Once I configure nat on the router, I can deny destinations over the tunnel from being natted, but anything that doesn't match that would go outside of the tunnel and then be natted. That means they're now seen as they're own public address.

So here's where the problem comes in. The way that they're designed now, I have a static nat on our corporate firewall that forwards traffic to a server in their subnet over the tunnel. When I configured nat to test this concept, I was unable to successfully telnet to that address/port. The traffic would get there, but because it was sourced from something outside of the tunnel, the return traffic went out of their public interface natted, so I never received the return traffic.

access-list 100 deny ip 10.20.20.0 0.0.0.255 10.10.10.0 0.0.0.255
access-list 100 permit ip 10.20.20.0 0.0.0.255 any

The above acl, as you know, is standard for anything vpn related. What my question mainly is is how can we still have the above functionality for all traffic by sending everything, including internet, over the vpn tunnel, but be able to nat when the vpn tunnel is down?

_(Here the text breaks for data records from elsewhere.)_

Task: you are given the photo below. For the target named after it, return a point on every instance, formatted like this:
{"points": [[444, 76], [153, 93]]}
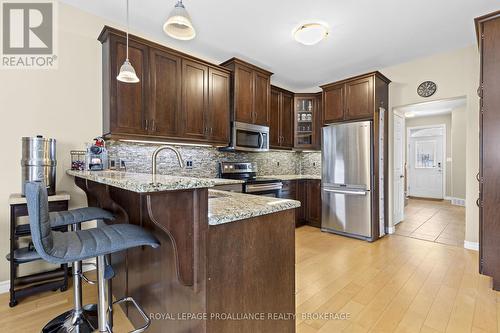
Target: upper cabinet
{"points": [[355, 98], [178, 98], [251, 92], [307, 121], [281, 118]]}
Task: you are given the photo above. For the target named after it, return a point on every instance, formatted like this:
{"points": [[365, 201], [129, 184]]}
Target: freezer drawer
{"points": [[346, 211]]}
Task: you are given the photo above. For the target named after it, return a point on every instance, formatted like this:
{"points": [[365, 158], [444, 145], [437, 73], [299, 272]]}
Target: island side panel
{"points": [[251, 269], [159, 279]]}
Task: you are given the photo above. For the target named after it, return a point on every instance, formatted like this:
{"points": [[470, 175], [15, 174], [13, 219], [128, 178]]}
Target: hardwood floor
{"points": [[397, 284], [436, 221]]}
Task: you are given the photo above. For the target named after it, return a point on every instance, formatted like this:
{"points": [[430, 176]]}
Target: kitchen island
{"points": [[226, 261]]}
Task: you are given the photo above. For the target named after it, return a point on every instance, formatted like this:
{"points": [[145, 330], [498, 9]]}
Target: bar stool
{"points": [[65, 247], [81, 319]]}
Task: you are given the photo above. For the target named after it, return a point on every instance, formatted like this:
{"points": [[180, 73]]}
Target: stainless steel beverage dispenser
{"points": [[39, 162]]}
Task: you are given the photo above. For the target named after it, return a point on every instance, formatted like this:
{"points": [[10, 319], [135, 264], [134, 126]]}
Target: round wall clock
{"points": [[426, 89]]}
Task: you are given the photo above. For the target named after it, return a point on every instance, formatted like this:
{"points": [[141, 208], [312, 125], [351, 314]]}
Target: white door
{"points": [[426, 162], [399, 174]]}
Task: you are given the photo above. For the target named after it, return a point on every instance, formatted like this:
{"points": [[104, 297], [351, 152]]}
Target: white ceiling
{"points": [[364, 35], [433, 108]]}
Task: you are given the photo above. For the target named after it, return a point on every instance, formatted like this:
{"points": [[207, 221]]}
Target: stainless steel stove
{"points": [[248, 172]]}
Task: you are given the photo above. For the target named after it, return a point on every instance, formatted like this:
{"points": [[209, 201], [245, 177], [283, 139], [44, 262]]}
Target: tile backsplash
{"points": [[137, 157]]}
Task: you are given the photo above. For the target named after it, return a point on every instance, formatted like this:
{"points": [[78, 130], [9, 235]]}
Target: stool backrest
{"points": [[38, 211]]}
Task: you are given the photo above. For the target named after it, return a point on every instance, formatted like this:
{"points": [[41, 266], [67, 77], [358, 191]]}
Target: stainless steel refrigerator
{"points": [[346, 189]]}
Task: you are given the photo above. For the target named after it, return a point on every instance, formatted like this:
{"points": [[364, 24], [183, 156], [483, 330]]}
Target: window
{"points": [[425, 154]]}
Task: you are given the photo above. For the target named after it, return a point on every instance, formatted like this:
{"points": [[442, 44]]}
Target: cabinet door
{"points": [[243, 94], [333, 104], [128, 110], [302, 197], [274, 119], [314, 203], [287, 120], [194, 99], [317, 122], [262, 96], [218, 101], [166, 88], [359, 99]]}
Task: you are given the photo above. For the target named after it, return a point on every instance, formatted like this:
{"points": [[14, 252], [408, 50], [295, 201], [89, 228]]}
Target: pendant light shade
{"points": [[127, 72], [178, 24]]}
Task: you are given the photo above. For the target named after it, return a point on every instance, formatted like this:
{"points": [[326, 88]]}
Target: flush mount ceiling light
{"points": [[178, 24], [127, 71], [311, 33]]}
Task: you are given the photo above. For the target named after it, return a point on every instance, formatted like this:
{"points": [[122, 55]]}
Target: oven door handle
{"points": [[261, 140], [266, 187]]}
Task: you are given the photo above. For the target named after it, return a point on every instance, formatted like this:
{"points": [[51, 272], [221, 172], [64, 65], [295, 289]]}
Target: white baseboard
{"points": [[5, 285], [456, 201], [471, 245]]}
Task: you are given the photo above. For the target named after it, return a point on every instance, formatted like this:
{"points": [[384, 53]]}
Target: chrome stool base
{"points": [[70, 321]]}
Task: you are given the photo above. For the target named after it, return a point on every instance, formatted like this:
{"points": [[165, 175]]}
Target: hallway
{"points": [[436, 221]]}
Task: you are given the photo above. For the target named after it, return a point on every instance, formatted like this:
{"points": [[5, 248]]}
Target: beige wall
{"points": [[437, 120], [458, 153], [456, 74], [64, 104]]}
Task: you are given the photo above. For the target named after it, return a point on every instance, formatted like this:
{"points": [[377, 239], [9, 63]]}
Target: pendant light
{"points": [[178, 24], [127, 72]]}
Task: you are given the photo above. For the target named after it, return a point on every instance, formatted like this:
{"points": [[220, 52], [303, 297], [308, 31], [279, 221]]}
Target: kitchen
{"points": [[203, 109]]}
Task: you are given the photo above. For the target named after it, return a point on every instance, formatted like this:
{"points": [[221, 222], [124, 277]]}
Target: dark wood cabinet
{"points": [[281, 118], [125, 105], [488, 30], [302, 197], [313, 211], [333, 103], [194, 100], [251, 92], [308, 192], [165, 95], [179, 97], [354, 98], [307, 120], [218, 108]]}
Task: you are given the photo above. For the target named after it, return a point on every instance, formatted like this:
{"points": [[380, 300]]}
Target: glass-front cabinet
{"points": [[307, 121]]}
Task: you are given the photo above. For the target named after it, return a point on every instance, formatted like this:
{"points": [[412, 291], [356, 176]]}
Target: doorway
{"points": [[428, 171], [425, 158]]}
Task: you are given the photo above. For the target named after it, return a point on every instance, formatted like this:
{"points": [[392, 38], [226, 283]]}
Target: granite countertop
{"points": [[224, 207], [293, 177], [145, 183]]}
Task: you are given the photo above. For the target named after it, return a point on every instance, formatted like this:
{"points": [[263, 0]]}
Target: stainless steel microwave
{"points": [[249, 137]]}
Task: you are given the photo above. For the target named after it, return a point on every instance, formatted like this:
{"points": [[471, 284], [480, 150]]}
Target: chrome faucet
{"points": [[161, 148]]}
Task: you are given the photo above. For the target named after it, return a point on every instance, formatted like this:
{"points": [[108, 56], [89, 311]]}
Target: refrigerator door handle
{"points": [[345, 192]]}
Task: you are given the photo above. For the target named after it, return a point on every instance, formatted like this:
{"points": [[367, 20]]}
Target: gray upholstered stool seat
{"points": [[78, 245], [78, 215], [90, 243]]}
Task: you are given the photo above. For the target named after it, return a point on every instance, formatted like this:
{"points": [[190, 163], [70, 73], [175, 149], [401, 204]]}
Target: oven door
{"points": [[248, 137], [266, 189]]}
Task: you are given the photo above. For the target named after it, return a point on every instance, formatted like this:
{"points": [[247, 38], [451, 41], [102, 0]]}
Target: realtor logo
{"points": [[28, 34]]}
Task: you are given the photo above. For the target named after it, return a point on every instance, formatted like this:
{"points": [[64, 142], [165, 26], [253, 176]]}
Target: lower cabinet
{"points": [[308, 192]]}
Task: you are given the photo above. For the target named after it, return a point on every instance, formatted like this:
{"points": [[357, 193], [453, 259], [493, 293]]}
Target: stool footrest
{"points": [[147, 321]]}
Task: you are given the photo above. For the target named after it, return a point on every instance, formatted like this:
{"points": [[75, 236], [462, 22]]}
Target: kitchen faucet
{"points": [[161, 148]]}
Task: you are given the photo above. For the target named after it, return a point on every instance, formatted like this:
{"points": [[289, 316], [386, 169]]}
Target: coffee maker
{"points": [[97, 155]]}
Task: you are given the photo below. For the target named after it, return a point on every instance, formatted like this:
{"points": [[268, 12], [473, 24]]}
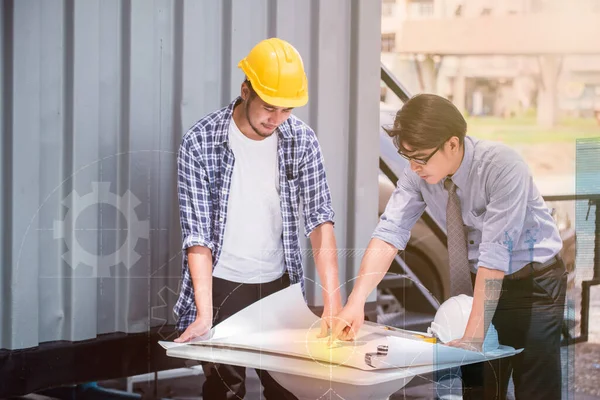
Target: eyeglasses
{"points": [[421, 161]]}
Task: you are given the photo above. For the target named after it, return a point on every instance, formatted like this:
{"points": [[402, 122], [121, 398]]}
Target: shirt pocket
{"points": [[474, 229]]}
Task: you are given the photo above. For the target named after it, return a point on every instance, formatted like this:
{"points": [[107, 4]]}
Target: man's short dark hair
{"points": [[426, 121], [252, 91]]}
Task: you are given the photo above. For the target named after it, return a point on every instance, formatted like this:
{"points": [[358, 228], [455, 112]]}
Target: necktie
{"points": [[460, 277]]}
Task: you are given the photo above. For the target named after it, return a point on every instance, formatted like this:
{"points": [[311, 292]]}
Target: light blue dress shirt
{"points": [[507, 222]]}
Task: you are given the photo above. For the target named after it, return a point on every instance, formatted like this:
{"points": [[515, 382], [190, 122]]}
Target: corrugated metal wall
{"points": [[96, 95]]}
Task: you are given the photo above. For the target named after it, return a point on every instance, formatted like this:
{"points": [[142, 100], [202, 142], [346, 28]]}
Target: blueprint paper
{"points": [[283, 324]]}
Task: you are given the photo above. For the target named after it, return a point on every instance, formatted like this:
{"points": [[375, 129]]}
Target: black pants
{"points": [[227, 381], [529, 315]]}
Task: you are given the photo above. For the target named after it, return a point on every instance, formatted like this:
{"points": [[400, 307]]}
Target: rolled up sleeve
{"points": [[194, 199], [504, 216], [405, 207], [317, 207]]}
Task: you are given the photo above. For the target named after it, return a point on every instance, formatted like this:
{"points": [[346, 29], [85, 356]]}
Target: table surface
{"points": [[307, 367]]}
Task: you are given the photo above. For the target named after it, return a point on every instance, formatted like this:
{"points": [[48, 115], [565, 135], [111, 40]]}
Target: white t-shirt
{"points": [[252, 245]]}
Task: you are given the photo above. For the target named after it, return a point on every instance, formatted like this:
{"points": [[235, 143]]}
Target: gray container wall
{"points": [[96, 95]]}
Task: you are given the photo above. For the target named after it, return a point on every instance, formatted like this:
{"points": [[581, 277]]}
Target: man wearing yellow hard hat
{"points": [[242, 171]]}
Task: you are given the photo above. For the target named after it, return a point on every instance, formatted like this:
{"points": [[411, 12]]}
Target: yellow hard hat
{"points": [[275, 70]]}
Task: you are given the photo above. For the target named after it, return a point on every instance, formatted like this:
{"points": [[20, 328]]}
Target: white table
{"points": [[310, 380]]}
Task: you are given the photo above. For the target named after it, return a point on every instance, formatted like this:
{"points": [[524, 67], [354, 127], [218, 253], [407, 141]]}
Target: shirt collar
{"points": [[283, 130], [461, 175]]}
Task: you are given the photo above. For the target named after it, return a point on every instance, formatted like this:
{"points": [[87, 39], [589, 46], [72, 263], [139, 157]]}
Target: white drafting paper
{"points": [[283, 324]]}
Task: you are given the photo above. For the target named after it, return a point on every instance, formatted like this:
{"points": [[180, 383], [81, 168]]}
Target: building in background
{"points": [[497, 58]]}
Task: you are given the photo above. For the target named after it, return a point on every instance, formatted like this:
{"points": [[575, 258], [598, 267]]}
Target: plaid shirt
{"points": [[205, 165]]}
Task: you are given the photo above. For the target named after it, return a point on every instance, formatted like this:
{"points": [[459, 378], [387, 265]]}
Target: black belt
{"points": [[533, 269]]}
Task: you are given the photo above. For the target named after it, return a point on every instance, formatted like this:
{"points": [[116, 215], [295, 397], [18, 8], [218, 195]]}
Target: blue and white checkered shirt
{"points": [[205, 165]]}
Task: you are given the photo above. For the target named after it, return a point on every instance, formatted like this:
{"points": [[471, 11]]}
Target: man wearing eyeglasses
{"points": [[503, 247]]}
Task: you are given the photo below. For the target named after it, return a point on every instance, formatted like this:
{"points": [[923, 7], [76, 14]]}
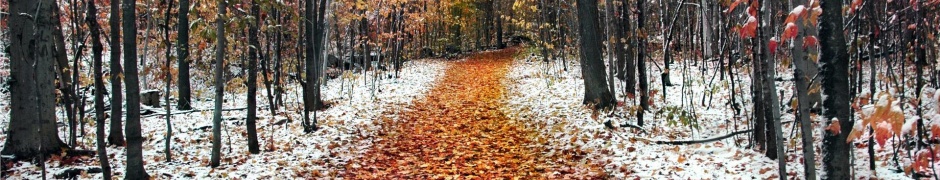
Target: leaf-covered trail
{"points": [[459, 130]]}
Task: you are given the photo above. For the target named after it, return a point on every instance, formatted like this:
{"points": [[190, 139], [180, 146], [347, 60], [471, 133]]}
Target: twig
{"points": [[196, 110], [687, 142]]}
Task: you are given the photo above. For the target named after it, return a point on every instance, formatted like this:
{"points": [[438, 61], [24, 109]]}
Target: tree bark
{"points": [[596, 92], [168, 149], [32, 131], [253, 78], [641, 62], [835, 84], [798, 53], [96, 47], [772, 104], [116, 133], [182, 50], [135, 158], [219, 85]]}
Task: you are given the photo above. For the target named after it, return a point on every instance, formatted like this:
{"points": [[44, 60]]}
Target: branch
{"points": [[192, 111], [687, 142]]}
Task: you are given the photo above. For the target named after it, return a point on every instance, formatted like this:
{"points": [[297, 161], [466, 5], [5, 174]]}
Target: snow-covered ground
{"points": [[549, 99], [346, 131]]}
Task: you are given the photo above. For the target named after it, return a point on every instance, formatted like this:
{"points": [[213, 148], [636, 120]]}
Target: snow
{"points": [[549, 99], [287, 152], [543, 95]]}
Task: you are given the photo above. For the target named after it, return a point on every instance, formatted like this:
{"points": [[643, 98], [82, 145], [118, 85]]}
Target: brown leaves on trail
{"points": [[459, 131]]}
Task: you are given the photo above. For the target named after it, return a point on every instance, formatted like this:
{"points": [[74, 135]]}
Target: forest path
{"points": [[459, 131]]}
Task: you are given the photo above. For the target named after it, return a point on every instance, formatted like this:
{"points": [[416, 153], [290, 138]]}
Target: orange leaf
{"points": [[750, 28], [772, 45], [752, 10], [809, 41], [855, 5], [733, 5], [795, 14], [834, 127], [790, 32], [882, 133]]}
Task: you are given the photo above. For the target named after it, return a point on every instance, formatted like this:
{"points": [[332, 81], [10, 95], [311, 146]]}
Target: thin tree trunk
{"points": [[182, 50], [219, 85], [835, 84], [253, 78], [641, 36], [772, 108], [798, 53], [167, 151], [135, 158], [99, 88], [116, 133]]}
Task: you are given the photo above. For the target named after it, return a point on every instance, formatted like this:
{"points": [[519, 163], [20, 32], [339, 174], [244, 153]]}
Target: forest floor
{"points": [[492, 115], [460, 130]]}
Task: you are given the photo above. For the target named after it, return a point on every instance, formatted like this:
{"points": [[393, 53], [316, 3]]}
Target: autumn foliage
{"points": [[459, 130]]}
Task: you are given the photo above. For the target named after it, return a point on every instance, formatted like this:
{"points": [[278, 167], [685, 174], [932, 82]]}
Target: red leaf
{"points": [[752, 10], [772, 45], [809, 41], [834, 127], [750, 28], [795, 14], [790, 32], [882, 133], [733, 5], [854, 6]]}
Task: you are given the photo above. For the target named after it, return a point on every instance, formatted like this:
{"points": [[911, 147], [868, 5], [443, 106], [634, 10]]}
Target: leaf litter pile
{"points": [[460, 131]]}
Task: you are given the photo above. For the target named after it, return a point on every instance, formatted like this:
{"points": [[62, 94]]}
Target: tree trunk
{"points": [[135, 158], [116, 133], [596, 92], [219, 86], [499, 25], [168, 149], [798, 53], [641, 36], [835, 84], [96, 47], [182, 50], [771, 103], [310, 101], [611, 52], [253, 78], [32, 130], [63, 69]]}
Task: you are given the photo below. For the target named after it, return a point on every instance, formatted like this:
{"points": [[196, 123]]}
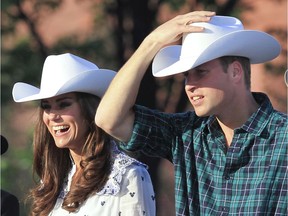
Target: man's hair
{"points": [[245, 63]]}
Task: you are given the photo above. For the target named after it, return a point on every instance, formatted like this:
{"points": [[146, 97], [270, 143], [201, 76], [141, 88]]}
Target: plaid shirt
{"points": [[248, 178]]}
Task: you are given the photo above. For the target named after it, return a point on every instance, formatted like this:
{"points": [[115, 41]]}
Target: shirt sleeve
{"points": [[137, 193]]}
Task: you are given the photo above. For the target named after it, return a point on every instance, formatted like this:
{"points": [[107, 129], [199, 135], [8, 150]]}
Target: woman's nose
{"points": [[53, 115]]}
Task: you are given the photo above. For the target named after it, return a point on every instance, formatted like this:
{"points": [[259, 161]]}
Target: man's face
{"points": [[208, 88]]}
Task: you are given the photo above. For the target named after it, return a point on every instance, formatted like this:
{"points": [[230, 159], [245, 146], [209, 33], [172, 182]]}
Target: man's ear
{"points": [[236, 71]]}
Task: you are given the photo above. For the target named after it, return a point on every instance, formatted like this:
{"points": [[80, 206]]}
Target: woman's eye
{"points": [[45, 106], [64, 105]]}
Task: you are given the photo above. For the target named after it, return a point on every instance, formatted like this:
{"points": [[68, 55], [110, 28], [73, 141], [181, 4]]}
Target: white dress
{"points": [[128, 192]]}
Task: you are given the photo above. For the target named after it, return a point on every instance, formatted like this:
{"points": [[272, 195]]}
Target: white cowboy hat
{"points": [[62, 74], [223, 36]]}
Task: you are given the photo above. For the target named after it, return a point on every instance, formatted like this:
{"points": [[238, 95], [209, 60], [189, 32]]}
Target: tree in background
{"points": [[119, 27]]}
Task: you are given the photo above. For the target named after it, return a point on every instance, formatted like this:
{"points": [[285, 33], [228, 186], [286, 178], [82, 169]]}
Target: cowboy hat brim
{"points": [[23, 92], [258, 46]]}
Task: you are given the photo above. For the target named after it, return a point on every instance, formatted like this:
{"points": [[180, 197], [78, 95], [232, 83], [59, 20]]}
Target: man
{"points": [[230, 153]]}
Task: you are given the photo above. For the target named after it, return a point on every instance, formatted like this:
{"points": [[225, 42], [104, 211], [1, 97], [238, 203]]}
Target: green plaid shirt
{"points": [[248, 178]]}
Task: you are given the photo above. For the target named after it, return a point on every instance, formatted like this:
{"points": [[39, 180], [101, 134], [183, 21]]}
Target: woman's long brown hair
{"points": [[52, 164]]}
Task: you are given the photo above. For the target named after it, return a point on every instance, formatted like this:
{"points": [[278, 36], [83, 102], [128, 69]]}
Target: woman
{"points": [[81, 171]]}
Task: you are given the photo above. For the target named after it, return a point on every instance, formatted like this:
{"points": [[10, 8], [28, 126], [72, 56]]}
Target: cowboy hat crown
{"points": [[222, 36], [62, 74]]}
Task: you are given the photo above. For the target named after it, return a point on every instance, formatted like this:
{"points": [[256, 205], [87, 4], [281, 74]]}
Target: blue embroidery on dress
{"points": [[119, 164]]}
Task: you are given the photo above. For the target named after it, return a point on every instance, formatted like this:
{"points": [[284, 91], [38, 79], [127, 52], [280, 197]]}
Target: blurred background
{"points": [[107, 32]]}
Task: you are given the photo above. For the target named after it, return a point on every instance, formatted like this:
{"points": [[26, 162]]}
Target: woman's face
{"points": [[64, 120]]}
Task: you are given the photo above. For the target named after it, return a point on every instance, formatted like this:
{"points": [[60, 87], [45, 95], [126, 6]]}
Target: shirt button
{"points": [[226, 177]]}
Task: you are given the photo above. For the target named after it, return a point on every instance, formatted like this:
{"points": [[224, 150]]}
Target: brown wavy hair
{"points": [[51, 165]]}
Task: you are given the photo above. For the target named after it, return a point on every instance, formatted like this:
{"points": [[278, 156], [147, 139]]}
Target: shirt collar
{"points": [[256, 122]]}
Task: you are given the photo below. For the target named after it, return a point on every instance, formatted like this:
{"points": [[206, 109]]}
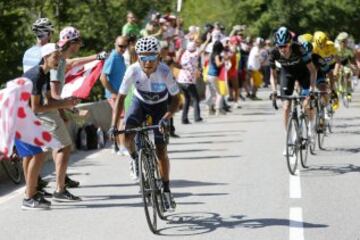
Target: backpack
{"points": [[87, 138]]}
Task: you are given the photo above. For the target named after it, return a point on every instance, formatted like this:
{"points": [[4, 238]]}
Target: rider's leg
{"points": [[164, 164], [286, 111]]}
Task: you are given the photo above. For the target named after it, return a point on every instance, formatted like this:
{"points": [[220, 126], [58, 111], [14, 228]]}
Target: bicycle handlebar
{"points": [[136, 129], [291, 97]]}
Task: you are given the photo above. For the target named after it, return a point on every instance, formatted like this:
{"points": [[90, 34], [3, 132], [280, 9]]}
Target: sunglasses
{"points": [[148, 58], [283, 46]]}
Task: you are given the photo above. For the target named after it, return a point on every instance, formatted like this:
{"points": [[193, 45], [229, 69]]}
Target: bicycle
{"points": [[343, 88], [297, 134], [12, 166], [149, 175], [321, 123]]}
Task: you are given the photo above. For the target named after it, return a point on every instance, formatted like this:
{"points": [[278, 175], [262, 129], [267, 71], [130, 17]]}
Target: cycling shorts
{"points": [[136, 116], [26, 150]]}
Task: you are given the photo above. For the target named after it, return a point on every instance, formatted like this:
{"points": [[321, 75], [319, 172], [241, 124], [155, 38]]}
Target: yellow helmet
{"points": [[306, 37], [320, 38]]}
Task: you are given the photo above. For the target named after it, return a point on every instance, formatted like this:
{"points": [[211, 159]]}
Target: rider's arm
{"points": [[70, 63], [273, 79], [313, 74], [123, 91], [273, 55], [218, 61], [174, 105], [119, 107], [105, 82]]}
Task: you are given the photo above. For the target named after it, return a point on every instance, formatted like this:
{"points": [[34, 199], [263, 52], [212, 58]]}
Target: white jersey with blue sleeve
{"points": [[150, 90]]}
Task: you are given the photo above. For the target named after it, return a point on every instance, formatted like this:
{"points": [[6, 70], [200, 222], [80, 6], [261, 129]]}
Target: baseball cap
{"points": [[48, 49]]}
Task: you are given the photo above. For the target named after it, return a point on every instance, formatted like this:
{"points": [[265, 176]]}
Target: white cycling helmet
{"points": [[147, 44], [68, 34], [42, 27]]}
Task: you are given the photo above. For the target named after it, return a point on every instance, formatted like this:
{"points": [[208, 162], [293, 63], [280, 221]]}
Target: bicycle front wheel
{"points": [[304, 131], [147, 184], [13, 168], [292, 145]]}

My first thought is add a line to the acl above "deny ip 10.20.20.0 0.0.0.255 any", and then write an eem script to remove this line should the tunnel go down. I agree that VTIs would be a better solution, but unfortunately that's not something that I'm going to be able to do in this scenario.

Thanks!

John

HTH, John *** Please rate all useful posts ***

ok, some more brainstorming ...

  1. Is you main intention to make that server work even when the tunnel is down? Then you could configure two addresses on the server. The additional address is used to access the server with the static NAT on the central firewall and this address is exempted from NAT. The main address is used with NAT on the router to give internet access.
  2. If you migrate the tunnel to EasyVPN and configure the router as an EasyVPN-remote device, then the router could gets the NAT-config from the Headend device. I never used it that way but if you want to investigate that way, here is the config-guide:

http://www.cisco.com/c/en/us/td/docs/ios-xml/ios/sec_conn_esyvpn/configuration/15-mt/sec-easy-vpn-15-mt-book/sec-easy-vpn-rem.html#GUID-40E16F04-6000-4FC4-B9D1-2809F42292A5

Thanks Karsten. I had thought about changing the A record to point to their public address instead of the one that I'm using for them....I think I'm putting a pin in this until I get more information from management as to what they want to do.

Thanks!

John

HTH, John *** Please rate all useful posts ***

I agree with the second option that use virtual tunnel interface, after ipsec tunnel is established, configure routing protocol on this tunnel, advertise one default route from HUB to spoke, then configure one floating default route with MD=250

ip route 0.0.0.0 0.0.0.0 tunnel   110 (routing protocol is ospf) 

ip route 0.0.0.0 0.0.0.0 internet-face physical interface 250 (this is static route)

when the tunnel is up, all traffic are delivered by ipsec tunnel, when is tunnel is down, all the traffic will be NATed.